Use for beam search in NMT

KarthikGanesan88 · March 9, 2017, 7:36pm

Hi, Sorry if this is the wrong location for this, but I am using the CTranslate standalone decoder for my work. I have consistently seen mentions of ‘beam search’ being used in NMT but I’m not sure what for.

If someone with expertise could please clarify these for me, i would really appreciate it! I am only doing the decoding part here.

First we take the word and tokenize it. Then we look up the word embedding for it from the table. Then we pass it to the encoder RNN ( where the RNN width == size of the word vector ).
Then once the EOS tag is reached the the decoder RNN starts outputting a vector with every time step. We then look up this vector in the word vector table ( I assume this isnt an ‘exact’ search and we find the nearest word to the produced word. ). Then we detokenize this to generate the actual word.

I’m not sure where the beam search comes into this.

srush · March 9, 2017, 7:50pm

Maybe slide 29 of my talk on this would help? This shows how the beam search process is used.

https://harvardnlp.github.io/seq2seq-talk/slidescmu.pdf

Basically instead of outputting the highest scoring word, you keep around the K highest probability target outputs generated so far.

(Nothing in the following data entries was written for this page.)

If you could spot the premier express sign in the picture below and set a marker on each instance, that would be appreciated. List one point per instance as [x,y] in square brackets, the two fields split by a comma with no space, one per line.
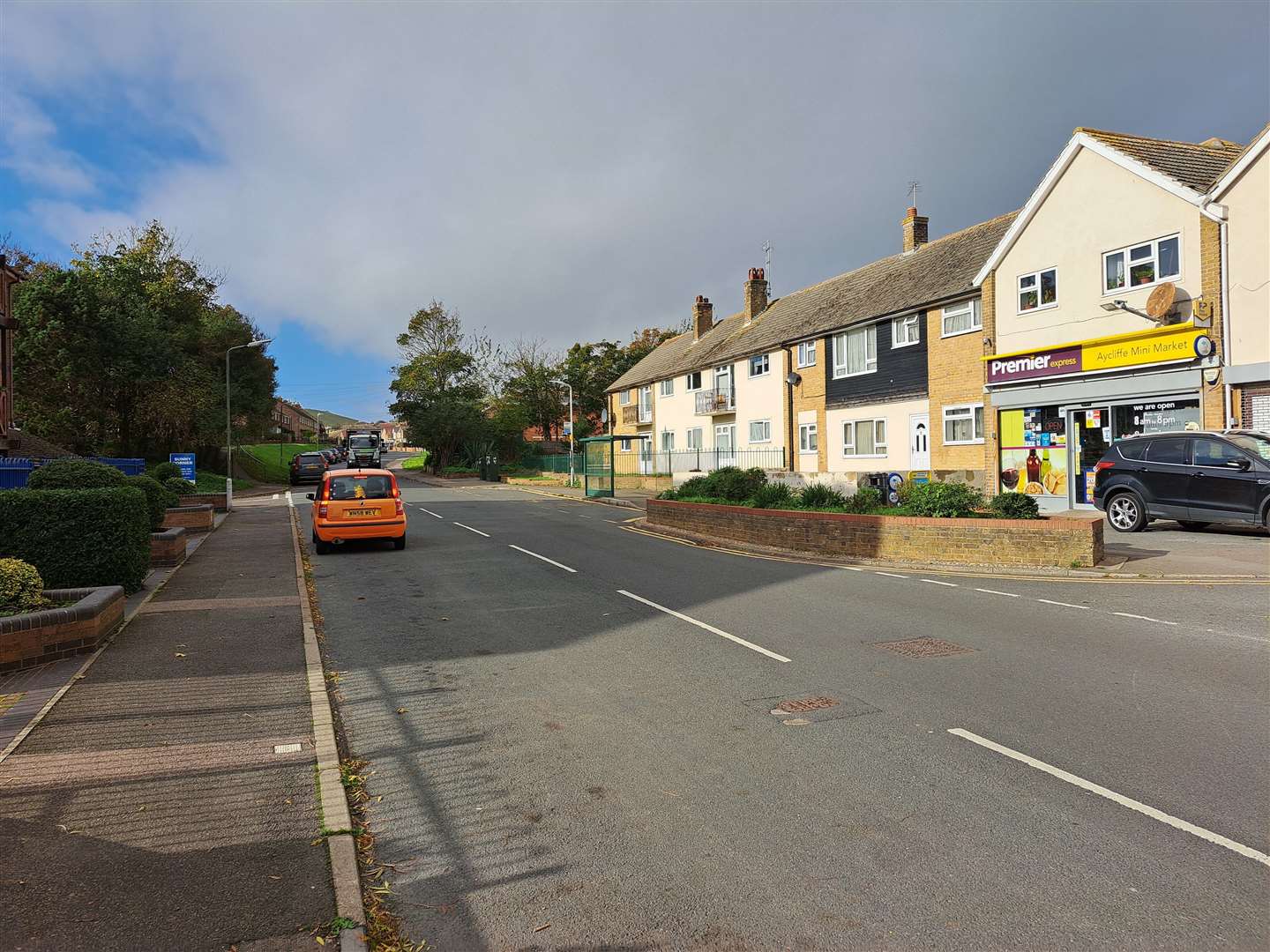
[1148,346]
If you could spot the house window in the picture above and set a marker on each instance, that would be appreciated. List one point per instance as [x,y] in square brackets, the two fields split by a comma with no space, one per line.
[1142,265]
[963,424]
[906,331]
[807,442]
[863,438]
[1038,291]
[855,352]
[961,317]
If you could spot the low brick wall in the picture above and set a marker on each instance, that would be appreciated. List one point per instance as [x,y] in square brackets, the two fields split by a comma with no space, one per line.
[213,499]
[998,542]
[168,547]
[38,637]
[192,518]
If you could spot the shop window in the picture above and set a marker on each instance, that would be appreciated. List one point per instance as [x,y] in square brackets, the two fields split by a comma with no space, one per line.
[1142,265]
[1038,291]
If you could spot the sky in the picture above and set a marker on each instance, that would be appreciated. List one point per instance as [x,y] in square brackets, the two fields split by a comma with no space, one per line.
[566,172]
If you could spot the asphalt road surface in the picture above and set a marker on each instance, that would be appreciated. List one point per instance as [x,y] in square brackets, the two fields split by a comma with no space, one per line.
[588,755]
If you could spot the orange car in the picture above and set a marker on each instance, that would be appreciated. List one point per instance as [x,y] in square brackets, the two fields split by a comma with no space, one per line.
[357,504]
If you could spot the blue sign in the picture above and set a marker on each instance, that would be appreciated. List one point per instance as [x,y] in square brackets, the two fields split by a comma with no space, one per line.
[185,461]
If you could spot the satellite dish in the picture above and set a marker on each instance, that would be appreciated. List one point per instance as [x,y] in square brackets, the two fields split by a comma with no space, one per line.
[1161,301]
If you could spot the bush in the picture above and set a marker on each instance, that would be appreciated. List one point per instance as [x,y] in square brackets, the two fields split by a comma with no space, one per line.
[20,585]
[1015,505]
[165,471]
[182,487]
[944,501]
[159,498]
[773,495]
[79,539]
[74,473]
[819,495]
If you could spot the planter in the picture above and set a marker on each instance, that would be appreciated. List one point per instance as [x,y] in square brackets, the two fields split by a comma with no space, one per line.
[167,547]
[997,542]
[38,637]
[192,518]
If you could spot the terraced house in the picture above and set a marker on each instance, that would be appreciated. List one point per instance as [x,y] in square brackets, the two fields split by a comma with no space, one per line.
[833,381]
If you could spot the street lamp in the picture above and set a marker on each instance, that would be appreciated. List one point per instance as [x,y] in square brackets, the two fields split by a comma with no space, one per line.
[565,383]
[228,437]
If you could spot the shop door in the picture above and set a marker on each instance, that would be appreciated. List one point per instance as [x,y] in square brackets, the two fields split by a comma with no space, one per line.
[1088,438]
[920,442]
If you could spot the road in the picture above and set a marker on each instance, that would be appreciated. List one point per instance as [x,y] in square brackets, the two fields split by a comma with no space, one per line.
[572,729]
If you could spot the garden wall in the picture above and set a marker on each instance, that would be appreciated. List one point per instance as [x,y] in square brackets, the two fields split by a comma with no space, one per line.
[997,542]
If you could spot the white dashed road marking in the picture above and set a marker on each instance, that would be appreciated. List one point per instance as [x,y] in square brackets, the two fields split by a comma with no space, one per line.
[713,629]
[1116,798]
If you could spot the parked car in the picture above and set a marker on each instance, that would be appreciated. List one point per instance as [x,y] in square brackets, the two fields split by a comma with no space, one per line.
[1197,478]
[308,467]
[355,505]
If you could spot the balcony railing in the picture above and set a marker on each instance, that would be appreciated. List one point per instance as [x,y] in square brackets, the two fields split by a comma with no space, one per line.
[721,400]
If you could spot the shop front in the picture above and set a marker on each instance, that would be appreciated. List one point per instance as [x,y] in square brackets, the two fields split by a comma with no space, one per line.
[1059,409]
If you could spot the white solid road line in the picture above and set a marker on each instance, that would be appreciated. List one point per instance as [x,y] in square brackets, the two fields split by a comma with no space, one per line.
[553,562]
[1116,798]
[713,629]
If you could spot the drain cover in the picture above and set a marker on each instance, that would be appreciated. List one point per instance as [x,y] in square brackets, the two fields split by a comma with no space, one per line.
[923,648]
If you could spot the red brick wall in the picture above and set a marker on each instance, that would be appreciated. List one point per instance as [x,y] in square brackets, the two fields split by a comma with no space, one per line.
[1000,542]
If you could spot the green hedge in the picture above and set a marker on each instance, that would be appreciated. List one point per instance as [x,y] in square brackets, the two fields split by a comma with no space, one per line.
[79,539]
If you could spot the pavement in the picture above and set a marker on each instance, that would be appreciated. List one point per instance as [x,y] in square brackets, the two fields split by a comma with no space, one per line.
[572,743]
[150,809]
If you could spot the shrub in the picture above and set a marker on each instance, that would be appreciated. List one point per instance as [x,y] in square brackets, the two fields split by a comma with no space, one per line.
[74,473]
[773,495]
[79,539]
[165,471]
[946,501]
[820,495]
[182,487]
[1015,505]
[20,585]
[159,498]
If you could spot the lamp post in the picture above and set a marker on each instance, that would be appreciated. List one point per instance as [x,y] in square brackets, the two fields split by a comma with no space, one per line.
[565,383]
[228,435]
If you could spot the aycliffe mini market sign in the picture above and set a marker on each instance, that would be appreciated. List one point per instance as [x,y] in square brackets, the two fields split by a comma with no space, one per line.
[1145,346]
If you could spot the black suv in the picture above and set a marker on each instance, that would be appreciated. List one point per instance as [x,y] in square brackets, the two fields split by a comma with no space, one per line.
[1197,478]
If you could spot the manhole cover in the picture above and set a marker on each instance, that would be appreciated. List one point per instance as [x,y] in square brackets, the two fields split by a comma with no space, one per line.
[923,648]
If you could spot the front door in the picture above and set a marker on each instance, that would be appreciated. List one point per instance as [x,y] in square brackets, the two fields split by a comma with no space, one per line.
[1090,437]
[920,442]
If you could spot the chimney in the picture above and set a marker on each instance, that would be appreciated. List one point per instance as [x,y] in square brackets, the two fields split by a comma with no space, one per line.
[703,317]
[915,230]
[756,294]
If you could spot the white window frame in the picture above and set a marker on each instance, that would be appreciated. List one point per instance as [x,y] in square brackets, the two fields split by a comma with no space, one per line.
[848,438]
[1154,244]
[959,310]
[767,428]
[911,325]
[1035,276]
[840,346]
[963,412]
[808,439]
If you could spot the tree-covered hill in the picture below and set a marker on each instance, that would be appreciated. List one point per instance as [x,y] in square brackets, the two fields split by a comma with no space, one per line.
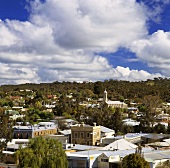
[117,90]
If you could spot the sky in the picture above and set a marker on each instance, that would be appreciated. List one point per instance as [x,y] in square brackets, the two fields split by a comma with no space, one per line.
[83,40]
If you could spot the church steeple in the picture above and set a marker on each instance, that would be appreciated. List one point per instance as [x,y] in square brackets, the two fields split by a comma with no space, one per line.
[105,96]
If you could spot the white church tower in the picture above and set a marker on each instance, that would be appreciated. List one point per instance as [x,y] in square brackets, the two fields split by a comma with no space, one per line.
[105,96]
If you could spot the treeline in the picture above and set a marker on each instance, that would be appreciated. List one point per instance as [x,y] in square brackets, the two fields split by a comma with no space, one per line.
[117,90]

KarthikGanesan88 · March 9, 2017, 9:10pm

Hi! Thank you for your quick reply! This forum is absolutely the best I’ve seen for that anywhere

I get it a bit more but im still not clear about one detail. So at every time step, the RNN generates a N-dimensional output. So we search the target embedding space for the word that best matches this? then based on the size of the beam search we store the top-M of these?

So to generate a translation, how is each word in the target language generated? is it done one word at a time or do we wait for the decoder RNN to output and then do a backwards traversal of the beam search tree to find the most probably output sentence?

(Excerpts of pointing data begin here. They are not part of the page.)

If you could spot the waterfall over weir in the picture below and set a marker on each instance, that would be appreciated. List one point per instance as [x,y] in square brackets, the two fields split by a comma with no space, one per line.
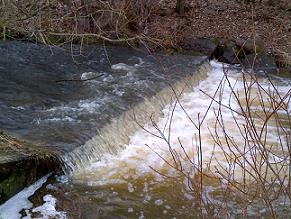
[115,135]
[82,100]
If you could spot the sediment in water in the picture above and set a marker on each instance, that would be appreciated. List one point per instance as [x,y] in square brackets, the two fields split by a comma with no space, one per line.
[113,136]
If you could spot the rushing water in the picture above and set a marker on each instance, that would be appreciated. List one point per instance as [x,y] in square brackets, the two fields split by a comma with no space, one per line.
[145,180]
[152,169]
[36,103]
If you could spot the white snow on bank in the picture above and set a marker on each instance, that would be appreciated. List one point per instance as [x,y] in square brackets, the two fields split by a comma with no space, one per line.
[48,209]
[11,208]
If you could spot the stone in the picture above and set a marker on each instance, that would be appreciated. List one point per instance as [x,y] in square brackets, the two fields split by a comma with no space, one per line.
[21,164]
[228,52]
[263,63]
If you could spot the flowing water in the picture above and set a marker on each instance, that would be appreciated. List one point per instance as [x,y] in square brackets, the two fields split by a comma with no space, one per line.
[146,162]
[144,180]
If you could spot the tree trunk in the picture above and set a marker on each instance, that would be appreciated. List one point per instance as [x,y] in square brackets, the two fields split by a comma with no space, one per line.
[180,6]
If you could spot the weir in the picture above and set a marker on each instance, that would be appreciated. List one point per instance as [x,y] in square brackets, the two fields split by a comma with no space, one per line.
[82,101]
[113,137]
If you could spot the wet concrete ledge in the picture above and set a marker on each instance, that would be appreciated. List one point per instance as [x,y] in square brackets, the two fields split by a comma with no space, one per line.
[21,164]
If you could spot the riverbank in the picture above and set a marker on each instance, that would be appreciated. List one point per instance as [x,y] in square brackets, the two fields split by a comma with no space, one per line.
[227,30]
[21,164]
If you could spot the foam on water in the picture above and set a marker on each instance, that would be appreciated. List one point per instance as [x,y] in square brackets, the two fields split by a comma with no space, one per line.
[146,151]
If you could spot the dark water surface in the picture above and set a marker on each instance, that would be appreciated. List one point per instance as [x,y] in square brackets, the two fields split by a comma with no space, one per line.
[66,114]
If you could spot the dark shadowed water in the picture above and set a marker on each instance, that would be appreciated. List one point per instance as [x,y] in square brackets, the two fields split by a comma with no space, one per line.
[36,107]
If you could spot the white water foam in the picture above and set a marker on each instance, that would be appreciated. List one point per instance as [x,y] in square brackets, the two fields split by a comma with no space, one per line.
[146,152]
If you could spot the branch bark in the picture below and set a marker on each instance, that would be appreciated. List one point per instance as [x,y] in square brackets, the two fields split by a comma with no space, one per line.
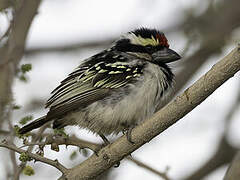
[162,120]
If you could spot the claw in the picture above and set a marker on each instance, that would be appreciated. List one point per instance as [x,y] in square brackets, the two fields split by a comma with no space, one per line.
[129,135]
[105,140]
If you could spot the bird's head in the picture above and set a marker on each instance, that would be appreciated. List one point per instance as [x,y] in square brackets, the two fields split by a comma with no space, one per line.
[149,44]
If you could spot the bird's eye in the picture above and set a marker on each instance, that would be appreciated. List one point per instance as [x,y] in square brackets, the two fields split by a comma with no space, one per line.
[149,48]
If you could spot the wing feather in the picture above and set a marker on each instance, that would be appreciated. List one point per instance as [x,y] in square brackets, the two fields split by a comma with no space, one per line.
[89,84]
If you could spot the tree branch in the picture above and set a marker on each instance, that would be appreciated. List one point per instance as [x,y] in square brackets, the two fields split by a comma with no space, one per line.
[141,164]
[12,51]
[162,120]
[53,163]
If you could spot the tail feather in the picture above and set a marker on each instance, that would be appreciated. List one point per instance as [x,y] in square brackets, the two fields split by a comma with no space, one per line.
[33,125]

And I guess a simple follow on, if I just use a beam search size of 1, would i then be able to just generate the most likely word every time step of the decoder RNN?

Thank you again!

guillaumekln · March 11, 2017, 10:27am

The words are generated one by one. At each step, the model produces the likelihood of each word in the target vocabulary.

With a beam of size 1, you just pick the most likely word to generate next.

With a beam of size K, the K partial hypotheses will each produce the likelihood of each word in the target vocabulary. You then keep the K most likely words considering the prediction of each partial hypothesis.

When the top of the beam generates </s> (the end of sentence token), you select the beam with the best score (i.e. the highest cumulative likelihood) and you do the final backward traversal of the beam search to retrieve the full hypothesis.

KarthikGanesan88 · March 11, 2017, 3:26pm

Hi @guillaumekln , thank you! If i could get a little more clarification from you, that would be very helpful

For the beam search of N>1, i would have to store the partial hypotheses of all the previous words in the sentence correct? but once I have hit the token, how would i know which was the most likely path through the search space?

so is there the probability stored of every word following every other possible word in the search space? or is there some other way of generating this ‘most likely’ sentence from the list of all possibly hypotheses?

thank you!

guillaumekln · March 11, 2017, 7:34pm

The probability of a hypothesis is the sum of the probability of each word included in this hypothesis. So basically you update a score table at each timestep with the predicted probabilities.

KarthikGanesan88 · March 11, 2017, 8:19pm

Sorry, I am still not getting something. If the final sentence is just the sequence of words with highest probability at each timestep would that not just give the same result as the beam search of size 1?

so if i take a concrete example, if i predict a sentence with 3 words. so my beam search table should like something like this.

Word (probability)
At timestep 1 A (0.9) B (0.8) C(0.7)
At timestep 2 D (0.9) E (0.8) F(0.7)
At timestep 3 H (0.9) I (0.8) J(0.7)

So wouldnt i just always predict A,D,H? so once i have this table built how do i then determine that some other sentence ( such as B,E,I ) was actually a better translation than A,D,H?

Thank you!

guillaumekln · March 11, 2017, 10:22pm

It’s like finding the shortest path in a graph. You can follow an edge that costs you more initially but it eventually leads to the shortest path.

The slides shared by @srush have a detailed description of the beam search. Maybe they are less ambiguous than words.